Ambigus psychotropes

Il est crucial de s’interroger sur l’usage qui est fait du médicament par une psychiatrie DSMisée qui vise les symptômes et pas les dénouements subjectifs. Une psychiatrie uniquement médicale, qui, d’un côté, se fait le chantre d’un scientisme largement orienté par le « pousse à la rentabilité » des firmes pharmaceutiques, et, d’un autre côté, se fait l’instrument d’une pente démocratique faisant du bonheur un droit pour chacun. Le bonheur qui n’est autre qu’un état de non-manque comme nous le disent les toxicomanes : celui qui se veut sans cesse heureux évite toute expérience de manque, de souci, de résolution des problèmes posés par la vie… qui vit.

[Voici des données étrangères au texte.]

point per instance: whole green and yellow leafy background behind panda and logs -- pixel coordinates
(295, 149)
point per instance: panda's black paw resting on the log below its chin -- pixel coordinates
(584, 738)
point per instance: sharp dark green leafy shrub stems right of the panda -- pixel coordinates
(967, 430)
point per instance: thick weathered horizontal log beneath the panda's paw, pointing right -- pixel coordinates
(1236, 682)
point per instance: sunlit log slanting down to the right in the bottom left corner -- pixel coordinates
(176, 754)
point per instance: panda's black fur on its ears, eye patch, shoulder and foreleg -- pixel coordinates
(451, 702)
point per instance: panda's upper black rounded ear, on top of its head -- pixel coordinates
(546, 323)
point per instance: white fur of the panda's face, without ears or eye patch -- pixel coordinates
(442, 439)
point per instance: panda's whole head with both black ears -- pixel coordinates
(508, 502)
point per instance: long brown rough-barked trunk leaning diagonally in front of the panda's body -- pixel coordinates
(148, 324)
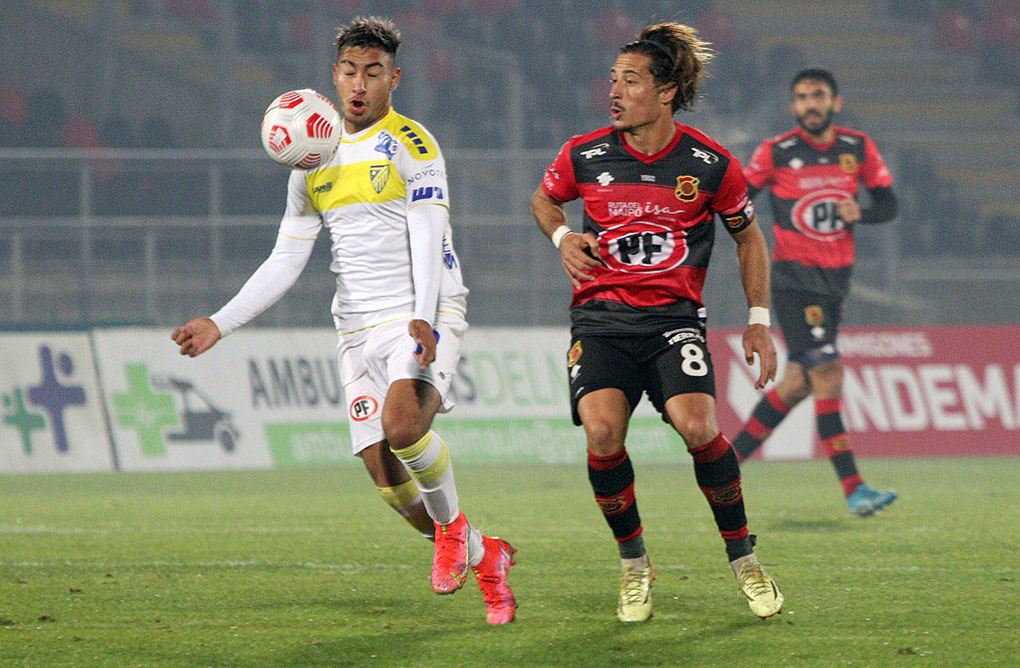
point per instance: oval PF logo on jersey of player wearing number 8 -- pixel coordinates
(643, 247)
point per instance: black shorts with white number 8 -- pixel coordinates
(671, 364)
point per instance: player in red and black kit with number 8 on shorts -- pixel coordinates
(652, 191)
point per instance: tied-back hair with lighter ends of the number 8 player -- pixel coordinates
(679, 58)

Tel cet homme obsessionnel qui s’est retiré du commerce de ses semblables, sortant a minima et rêvant à un monde post-atomique gelé dont il serait le seul survivant : là, les aléas de l’existence parmi les hommes, les surprises des rencontres, les paris désirants ne seraient plus de mise ; il appelle dans ses rêveries diurnes un monde dont il n’aurait plus besoin de se prémunir : enfin un monde sans vie !

De là la question : le bonheur – état homéostatique donnant un non-déplaisir en continu – participe-t-il des biens enviables du sujet ? Aujourd’hui, ce bonheur semble devenir un bien partageable, de masse, comme le font penser certaines précautions prônées par l’OMS, qui glissent tendanciellement vers l’établissement des normes de la « bonne subjectivité ». Du côté moral, il est prôné comme un devoir depuis les années 1980. Années fatidiques qui virent la financiarisation extrême de l’économie avec en parallèle la mise en place d’une idéologie de la concurrence individuelle rabaissant le lien de l’un à l’autre sur une rivalité imaginaire toute paranoïaque : ainsi va le lien social dans lequel nous vivons.